A bench comprising Justices S B Sinha and J M Panchal, in their judgement, dated December 5, have also ruled, ''No executive orders could be issued in derogation of the statutory rules, far less a legislative act. The rules being statutory in nature and having been framed under the Jammu and Kashmir Civil Servants Removal of Doubts and Declaration of Right Ordinance, 1956, have statutory force, the executive order in question was required to be issued in consonance and not in derogation thereof.'' Appellants Sheikh Abdul Rashid and others had questioned the state government orders, dated August 1, 1985, and December 3, 1985, giving retrospective promotion to some private respondents.
The apex court, while setting aside the Jammu and Kashmir High Court judgement, dated July 27, 2005, noted, ''The said orders, dated December 3, 1985, even otherwise appears to be mala fide, having being passed for unauthorised purpose.
''If the said order, dated December 3, 1985, is read with the earlier one, being dated August 1, 1985, the intention of the government to favour the private respondent herein becomes explicit.

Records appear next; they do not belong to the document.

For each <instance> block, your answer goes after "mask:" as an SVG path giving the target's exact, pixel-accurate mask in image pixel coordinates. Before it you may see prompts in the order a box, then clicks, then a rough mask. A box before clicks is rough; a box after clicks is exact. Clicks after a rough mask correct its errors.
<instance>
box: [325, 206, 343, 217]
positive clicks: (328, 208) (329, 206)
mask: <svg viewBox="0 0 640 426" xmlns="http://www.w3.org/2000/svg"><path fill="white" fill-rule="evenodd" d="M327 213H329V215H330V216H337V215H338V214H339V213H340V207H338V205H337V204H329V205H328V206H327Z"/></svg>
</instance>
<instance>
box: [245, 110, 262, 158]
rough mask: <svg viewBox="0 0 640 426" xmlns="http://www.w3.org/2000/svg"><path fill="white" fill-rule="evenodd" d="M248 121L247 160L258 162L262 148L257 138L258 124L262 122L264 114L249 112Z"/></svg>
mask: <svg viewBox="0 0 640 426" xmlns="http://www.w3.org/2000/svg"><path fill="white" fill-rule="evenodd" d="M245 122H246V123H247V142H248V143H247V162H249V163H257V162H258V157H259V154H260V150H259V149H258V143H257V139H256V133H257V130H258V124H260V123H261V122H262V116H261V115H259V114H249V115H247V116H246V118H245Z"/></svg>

It is not expected of a government to brazenly favour one set of employees so as to defeat the bona fide claim of the other set of employees. We, therefore, are of the opinion that the impugned judgement cannot be sustained, which is set aside accordingly.
The appeals are allowed.'' The respondents were given promotions to the rank of police Sub-Inspectors with retrospective effect, adversely affecting the seniority of the appellants.
Both the appellants and respondents have been already being promoted to the rank of DSPs in the Jammu and Kashmir police.